Por otro lado, es necesario alejarse del carácter genérico de las consignas, lo cual es comprensible al principio. Por supuesto, estamos en contra de Putin y creemos que la OTAN es parte del problema y no de la solución. Pero en el tumultuoso proceso de redefinición del orden y el desorden internacional en el que se sitúa la guerra, debemos atrevernos a hacer algo más. Tras la gran manifestación mundial del 15 de febrero de 2003 contra la guerra de Irak, el New York Times escribió que el movimiento por la paz (el movimiento que tenía detrás a Seattle, Porto Alegre y Génova) era la «segunda potencia mundial». En su momento, criticamos esa definición, que parecía confinar el movimiento al nivel de la «opinión» (recuerdo que Benedetto Vecchi escribió al respecto con su habitual lucidez). Sin embargo, recordarlo hoy puede tener el sentido de un desafío: un desafío para construir una fuerza, un poder, a la altura de nuestros «terribles» tiempos. Much*s lo pensamos durante la pandemia. Esto es aún más cierto ahora, cuando a la pandemia se le ha unido, casi sin solución de continuidad, la guerra. Y no han desaparecido otras cuestiones que requieren una política global, en primer lugar la crisis climática. La tendencia al rearme, acelerada por la guerra, es también global, y en Europa tendrá un impacto muy fuerte en las propias políticas de gasto, mientras que la construcción de un ejército europeo está ahora en la agenda.
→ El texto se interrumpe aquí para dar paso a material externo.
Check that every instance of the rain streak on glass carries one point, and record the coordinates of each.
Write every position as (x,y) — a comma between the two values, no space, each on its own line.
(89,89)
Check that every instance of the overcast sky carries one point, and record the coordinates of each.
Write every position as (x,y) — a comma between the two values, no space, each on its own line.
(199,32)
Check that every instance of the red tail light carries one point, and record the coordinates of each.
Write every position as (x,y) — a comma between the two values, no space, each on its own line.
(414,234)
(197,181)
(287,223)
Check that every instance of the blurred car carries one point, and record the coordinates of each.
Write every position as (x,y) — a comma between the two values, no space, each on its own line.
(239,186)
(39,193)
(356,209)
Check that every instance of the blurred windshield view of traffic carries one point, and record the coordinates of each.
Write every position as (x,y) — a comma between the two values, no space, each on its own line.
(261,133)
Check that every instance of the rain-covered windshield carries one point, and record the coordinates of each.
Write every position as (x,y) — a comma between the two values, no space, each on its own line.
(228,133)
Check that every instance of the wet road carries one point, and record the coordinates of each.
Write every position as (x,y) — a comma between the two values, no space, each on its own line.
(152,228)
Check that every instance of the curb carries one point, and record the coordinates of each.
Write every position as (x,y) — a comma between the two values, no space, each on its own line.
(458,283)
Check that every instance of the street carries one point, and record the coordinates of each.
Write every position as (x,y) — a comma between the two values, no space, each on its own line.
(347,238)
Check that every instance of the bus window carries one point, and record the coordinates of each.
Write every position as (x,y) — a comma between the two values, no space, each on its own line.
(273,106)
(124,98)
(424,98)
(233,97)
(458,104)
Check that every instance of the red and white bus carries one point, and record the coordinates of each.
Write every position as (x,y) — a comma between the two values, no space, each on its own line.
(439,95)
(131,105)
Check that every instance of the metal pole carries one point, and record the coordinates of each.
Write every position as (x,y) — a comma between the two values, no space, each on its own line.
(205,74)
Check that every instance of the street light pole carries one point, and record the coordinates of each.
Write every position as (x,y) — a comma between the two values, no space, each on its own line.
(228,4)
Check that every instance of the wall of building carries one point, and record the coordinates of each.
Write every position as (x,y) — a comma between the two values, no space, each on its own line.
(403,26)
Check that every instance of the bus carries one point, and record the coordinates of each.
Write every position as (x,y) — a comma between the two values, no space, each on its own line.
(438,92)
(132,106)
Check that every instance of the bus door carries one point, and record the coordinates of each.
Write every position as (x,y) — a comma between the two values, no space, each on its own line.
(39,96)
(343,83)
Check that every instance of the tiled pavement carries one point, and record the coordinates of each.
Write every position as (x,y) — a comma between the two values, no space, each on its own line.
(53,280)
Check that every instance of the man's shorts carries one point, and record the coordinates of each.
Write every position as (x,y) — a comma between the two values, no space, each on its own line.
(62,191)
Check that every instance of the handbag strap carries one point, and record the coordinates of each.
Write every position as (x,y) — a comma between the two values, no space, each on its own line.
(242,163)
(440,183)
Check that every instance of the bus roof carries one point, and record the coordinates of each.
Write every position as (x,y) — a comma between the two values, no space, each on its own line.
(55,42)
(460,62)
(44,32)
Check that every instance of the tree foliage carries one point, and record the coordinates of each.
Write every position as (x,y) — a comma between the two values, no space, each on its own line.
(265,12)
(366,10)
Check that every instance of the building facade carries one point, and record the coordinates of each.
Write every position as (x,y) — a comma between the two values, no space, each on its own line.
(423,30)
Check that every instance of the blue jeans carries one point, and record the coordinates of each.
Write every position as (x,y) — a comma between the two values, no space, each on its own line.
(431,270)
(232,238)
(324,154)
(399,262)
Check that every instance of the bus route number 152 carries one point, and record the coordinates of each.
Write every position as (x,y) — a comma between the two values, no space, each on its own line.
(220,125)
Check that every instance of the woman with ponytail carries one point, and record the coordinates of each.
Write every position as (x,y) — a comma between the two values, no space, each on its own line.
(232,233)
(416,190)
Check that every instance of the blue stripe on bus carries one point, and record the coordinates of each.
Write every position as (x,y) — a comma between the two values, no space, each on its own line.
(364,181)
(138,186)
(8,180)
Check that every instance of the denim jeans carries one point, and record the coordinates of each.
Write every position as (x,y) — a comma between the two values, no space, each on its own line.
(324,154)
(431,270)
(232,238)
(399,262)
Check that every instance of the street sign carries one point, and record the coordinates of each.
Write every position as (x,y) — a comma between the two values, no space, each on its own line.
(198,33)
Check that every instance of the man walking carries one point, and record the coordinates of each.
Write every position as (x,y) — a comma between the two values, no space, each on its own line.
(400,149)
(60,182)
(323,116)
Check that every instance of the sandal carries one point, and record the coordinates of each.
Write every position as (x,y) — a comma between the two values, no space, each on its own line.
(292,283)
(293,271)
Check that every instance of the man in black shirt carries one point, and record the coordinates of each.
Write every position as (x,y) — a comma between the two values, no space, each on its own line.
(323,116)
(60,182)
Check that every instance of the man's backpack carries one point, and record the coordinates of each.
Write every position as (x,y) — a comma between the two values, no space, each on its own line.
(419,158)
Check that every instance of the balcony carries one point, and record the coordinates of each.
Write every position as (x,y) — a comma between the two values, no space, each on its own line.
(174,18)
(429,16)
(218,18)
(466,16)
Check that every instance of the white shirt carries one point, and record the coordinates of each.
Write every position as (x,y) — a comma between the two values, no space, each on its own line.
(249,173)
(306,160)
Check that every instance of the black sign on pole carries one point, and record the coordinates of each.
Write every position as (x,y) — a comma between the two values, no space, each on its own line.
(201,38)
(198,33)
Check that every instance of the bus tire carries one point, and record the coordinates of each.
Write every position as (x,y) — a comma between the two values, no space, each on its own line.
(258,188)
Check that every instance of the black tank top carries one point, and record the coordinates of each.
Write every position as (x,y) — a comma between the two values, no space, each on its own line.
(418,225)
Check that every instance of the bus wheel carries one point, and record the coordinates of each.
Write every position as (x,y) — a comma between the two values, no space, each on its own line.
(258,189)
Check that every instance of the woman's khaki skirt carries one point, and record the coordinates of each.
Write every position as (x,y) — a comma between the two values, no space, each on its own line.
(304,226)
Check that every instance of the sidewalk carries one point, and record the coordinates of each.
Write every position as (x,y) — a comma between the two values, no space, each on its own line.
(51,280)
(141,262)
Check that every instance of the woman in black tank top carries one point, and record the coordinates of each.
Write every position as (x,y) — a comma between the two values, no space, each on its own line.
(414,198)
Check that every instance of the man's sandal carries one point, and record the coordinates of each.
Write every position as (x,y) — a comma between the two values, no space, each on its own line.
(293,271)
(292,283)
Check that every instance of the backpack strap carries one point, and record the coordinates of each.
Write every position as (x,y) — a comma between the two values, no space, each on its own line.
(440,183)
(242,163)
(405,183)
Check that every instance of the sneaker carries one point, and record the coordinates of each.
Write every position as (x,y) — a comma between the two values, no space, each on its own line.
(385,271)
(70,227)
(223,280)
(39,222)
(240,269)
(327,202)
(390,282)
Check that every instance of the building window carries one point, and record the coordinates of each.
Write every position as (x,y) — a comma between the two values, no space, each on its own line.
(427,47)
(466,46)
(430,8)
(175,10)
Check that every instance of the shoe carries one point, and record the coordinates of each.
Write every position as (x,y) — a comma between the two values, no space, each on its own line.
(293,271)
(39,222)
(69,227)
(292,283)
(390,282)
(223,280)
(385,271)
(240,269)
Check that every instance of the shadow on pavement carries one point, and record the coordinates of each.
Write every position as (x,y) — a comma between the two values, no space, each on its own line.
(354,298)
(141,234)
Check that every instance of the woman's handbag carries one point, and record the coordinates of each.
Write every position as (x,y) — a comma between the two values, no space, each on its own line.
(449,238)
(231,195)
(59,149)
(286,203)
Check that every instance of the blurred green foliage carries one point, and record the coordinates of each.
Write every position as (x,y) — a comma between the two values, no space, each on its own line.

Desertar de la guerra es ahora un imperativo, pero las prácticas de deserción no pueden ser eficaces si no se articulan en un marco global. Si no se apoyan en la invención, que desde luego no puede crearse de manera artificial, de un nuevo internacionalismo, que puede llamarse de otra manera pero que debe estar ligado a ese espíritu. En los últimos días, Rusia y Ucrania han convocado un «nuevo Zimmerwald», esto es, una conferencia con el espíritu de la que reunió a los socialistas antiguerra en Suiza en septiembre de 1915. No sabemos hasta qué punto es concreta esa llamada, y lo cierto es que la situación actual es completamente diferente a la de hace un siglo. Sin embargo, es una potente sugerencia, que debe tenerse en cuenta.